As described above, the solventless moisture-curing adhesive of the present invention has good weather resistance and little odor (especially when heated). INDUSTRIAL APPLICABILITY The solventless moisture-curing adhesive of the present invention can be widely applied to woodworking including profile wrapping, film lamination, structural use, fabric adhesion, bookbinding, corrugated board assembly, and the like.

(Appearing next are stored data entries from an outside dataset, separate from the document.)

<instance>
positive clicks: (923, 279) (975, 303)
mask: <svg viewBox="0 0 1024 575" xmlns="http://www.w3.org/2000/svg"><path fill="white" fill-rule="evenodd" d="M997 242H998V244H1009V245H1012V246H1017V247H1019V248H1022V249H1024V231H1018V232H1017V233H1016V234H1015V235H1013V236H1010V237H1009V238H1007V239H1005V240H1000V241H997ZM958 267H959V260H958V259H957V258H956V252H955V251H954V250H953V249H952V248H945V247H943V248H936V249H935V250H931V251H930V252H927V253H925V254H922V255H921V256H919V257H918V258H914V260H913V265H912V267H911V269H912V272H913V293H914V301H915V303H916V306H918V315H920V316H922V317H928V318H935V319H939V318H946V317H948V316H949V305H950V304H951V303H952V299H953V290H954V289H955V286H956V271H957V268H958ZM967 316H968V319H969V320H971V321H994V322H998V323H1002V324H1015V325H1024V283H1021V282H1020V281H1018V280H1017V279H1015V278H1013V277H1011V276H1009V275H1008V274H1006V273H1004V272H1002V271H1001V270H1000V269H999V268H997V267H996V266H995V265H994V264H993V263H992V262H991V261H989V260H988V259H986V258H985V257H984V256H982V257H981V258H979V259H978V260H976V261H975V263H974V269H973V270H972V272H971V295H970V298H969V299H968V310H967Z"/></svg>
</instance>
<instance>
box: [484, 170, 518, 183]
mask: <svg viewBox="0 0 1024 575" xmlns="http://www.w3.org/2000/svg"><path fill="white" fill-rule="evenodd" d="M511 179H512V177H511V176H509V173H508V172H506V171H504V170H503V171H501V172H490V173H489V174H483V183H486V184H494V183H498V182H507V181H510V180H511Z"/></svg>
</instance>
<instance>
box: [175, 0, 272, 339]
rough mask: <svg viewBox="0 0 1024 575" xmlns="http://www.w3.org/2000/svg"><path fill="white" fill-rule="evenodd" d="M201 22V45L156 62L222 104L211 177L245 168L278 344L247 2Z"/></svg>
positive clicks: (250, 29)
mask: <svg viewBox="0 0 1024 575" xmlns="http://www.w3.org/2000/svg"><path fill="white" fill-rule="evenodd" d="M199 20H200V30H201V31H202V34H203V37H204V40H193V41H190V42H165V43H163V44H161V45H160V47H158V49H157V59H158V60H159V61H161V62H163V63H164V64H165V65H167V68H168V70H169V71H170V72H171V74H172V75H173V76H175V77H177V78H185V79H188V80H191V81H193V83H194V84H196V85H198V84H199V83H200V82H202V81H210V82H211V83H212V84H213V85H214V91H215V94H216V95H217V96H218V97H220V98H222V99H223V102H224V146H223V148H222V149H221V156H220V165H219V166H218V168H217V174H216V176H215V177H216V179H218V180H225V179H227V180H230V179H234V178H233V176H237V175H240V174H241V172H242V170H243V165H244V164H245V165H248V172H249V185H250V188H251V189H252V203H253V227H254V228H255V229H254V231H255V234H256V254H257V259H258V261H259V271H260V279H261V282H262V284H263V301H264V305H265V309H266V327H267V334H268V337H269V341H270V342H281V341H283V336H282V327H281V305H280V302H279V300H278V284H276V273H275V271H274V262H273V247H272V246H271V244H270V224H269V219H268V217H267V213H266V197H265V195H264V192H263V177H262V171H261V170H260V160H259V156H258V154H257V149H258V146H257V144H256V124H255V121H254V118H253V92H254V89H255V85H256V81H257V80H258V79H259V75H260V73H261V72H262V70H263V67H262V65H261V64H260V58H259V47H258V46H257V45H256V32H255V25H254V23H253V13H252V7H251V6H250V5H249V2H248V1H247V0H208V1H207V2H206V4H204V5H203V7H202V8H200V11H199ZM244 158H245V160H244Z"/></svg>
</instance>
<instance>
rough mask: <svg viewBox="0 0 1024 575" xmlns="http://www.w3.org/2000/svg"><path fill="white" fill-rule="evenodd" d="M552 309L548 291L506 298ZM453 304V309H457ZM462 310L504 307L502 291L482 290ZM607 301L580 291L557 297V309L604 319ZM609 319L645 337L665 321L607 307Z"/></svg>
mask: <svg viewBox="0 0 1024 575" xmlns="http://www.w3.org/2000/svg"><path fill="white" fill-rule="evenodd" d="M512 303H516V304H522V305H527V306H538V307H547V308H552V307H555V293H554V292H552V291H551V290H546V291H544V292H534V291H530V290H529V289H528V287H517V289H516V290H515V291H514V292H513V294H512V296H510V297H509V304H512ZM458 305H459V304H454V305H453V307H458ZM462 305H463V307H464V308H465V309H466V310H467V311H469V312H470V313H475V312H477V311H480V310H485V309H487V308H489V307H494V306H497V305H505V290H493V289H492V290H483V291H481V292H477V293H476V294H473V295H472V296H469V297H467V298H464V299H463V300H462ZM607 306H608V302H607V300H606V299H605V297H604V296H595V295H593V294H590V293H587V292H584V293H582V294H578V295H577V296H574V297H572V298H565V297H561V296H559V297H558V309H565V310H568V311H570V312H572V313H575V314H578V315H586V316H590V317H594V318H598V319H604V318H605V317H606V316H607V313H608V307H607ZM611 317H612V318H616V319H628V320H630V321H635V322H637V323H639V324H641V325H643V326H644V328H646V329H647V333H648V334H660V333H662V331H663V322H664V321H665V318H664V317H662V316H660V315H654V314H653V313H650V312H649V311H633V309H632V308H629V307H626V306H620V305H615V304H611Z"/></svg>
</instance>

Continued front page    F-term (reference) 4J034 BA02 BA03 CA02 CA03 CA04                       CA15 CC03 CC07 CC08 CC09                       CD01 DF01 DF02 DF12 DG03                       DG04 DG05 DH01 HD05 JA01                       KC16 KC17 KD02 KD12 QA01                       QA05 RA08                 4J040 EF071 EF111 EF121 EF131                       EF161 EF181 EF201 EF281                       EF321 JB04 LA05 LA07                       PA34

Claims (3)

[Claims] 1. A solventless moisture-curing adhesive consisting of (A) an organic polyisocyanate and (B) an isocyanate group-containing prepolymer obtained by reacting an active hydrogen group-containing compound. The isocyanates are (A1) hexamethylene diisocyanate and (A
2) Alkyl monool having 1 to 10 carbon atoms is added to (A
3) A solventless moisture-curing adhesive, which is a polyisocyanate obtained by allophanating in the presence of a carboxylic acid zirconium salt. 2. The solventless moisture-curing adhesive according to claim 1, wherein the content of unreacted hexamethylene diisocyanate is 0.5% by mass or less. 3. The solvent-free moisture-curable adhesive according to claim 1, wherein the isocyanate content is 1 to 5% by mass.